Companies that optioned land around Gilroy for corporate headquarters, including Advanced Micro Devices, abandoned their plans around 1982. The land has been farmed since then, but Martin contends the soil isn’t the same quality as it is to the south and east of town. He said it’s a “B minus or C plus,” not prime land, and the rents he gets from pepper or pumpkin farmers just pay the taxes on the property.
If the deal goes through and the annexation is approved by the county’s Local Agency Formation Commission, the development could be worth up to $3 billion, according to Martin and one of his partners, developer Skip Spiering. They have invested more than $300,000 in environmental studies and permits for something they say could be a long shot.
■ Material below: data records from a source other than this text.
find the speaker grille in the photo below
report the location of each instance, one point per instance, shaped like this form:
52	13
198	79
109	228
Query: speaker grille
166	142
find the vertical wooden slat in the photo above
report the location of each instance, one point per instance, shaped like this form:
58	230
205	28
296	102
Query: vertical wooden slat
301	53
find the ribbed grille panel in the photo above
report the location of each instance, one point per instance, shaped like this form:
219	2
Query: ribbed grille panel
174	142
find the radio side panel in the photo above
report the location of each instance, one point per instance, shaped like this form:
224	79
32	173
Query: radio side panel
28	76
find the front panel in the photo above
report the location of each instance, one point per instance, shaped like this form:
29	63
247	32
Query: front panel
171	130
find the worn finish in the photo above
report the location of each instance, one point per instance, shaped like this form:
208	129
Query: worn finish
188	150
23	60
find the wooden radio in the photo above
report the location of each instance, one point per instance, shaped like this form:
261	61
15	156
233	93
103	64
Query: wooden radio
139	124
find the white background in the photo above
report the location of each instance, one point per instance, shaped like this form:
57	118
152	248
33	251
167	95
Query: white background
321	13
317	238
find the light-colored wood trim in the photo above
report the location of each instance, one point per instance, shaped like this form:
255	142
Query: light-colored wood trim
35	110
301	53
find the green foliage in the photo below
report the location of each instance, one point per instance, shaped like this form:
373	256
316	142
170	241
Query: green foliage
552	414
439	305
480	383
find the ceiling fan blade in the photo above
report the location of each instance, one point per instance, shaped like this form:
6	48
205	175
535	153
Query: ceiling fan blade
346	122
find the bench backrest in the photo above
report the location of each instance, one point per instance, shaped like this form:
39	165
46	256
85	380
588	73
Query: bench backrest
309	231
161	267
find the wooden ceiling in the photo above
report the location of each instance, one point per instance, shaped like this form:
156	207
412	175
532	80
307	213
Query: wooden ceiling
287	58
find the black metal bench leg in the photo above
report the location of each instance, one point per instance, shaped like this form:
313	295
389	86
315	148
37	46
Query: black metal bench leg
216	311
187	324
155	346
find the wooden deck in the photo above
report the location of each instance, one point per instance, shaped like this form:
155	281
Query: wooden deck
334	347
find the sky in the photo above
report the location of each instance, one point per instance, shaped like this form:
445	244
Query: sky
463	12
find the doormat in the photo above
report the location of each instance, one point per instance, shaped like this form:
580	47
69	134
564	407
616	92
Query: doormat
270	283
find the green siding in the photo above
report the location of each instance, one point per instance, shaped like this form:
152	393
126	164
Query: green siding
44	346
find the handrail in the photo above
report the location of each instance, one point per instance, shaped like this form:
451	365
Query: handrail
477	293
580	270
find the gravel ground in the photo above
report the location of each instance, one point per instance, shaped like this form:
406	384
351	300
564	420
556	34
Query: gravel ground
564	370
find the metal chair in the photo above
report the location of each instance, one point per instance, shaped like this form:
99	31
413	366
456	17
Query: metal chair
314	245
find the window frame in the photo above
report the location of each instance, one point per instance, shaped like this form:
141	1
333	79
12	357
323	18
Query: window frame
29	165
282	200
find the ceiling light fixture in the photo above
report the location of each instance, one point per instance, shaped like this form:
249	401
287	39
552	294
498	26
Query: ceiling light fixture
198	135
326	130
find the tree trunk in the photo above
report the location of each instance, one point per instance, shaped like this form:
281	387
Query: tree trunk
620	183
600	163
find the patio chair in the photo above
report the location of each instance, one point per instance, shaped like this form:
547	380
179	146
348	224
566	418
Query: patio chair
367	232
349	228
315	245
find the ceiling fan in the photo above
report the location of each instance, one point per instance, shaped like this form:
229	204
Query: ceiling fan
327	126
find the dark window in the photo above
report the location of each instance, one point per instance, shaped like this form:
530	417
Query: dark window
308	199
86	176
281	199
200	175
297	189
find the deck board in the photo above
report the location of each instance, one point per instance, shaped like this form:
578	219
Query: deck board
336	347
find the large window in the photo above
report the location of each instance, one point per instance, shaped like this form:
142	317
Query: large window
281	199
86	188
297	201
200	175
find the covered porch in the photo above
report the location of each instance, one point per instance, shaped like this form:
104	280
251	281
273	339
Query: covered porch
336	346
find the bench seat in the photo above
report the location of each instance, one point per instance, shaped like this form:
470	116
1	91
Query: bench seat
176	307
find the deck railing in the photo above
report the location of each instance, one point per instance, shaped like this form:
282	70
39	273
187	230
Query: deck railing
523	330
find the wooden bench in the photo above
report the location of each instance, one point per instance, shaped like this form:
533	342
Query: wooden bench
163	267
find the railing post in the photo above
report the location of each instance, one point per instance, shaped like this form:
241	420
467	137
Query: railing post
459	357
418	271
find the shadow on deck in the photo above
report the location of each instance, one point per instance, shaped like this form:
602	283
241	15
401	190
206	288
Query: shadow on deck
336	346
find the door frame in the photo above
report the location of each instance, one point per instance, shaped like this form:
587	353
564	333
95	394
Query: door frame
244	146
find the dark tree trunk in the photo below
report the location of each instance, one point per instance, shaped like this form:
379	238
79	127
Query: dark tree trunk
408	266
And with at least 10 years to develop the land, Martin said he doesn’t expect to see much of the fruits of his labors, but he wants to leave a legacy for Gilroy, a well-designed place for people to live.
“It’s part of my DNA to do something with this property,” said Martin. “Something is going to happen with this property. If it doesn’t, then I die and turn to dust and I don’t know what else to do. It’s part of life. My dad took a chance on it becoming a business park and it’s not a business park, 35 or 40 years later. Will it be housing? Gilroy doesn’t really have any place else to grow. So either Gilroy has to put a fork in it or build Donald Trump’s wall or do something to say we don’t have room for any more people here.
“This isn’t a rampant growth proposal. We’re doing everything in the context of this controlled-growth system.” He later added: This is a mom and pop community. Moms and pops have to live someplace.”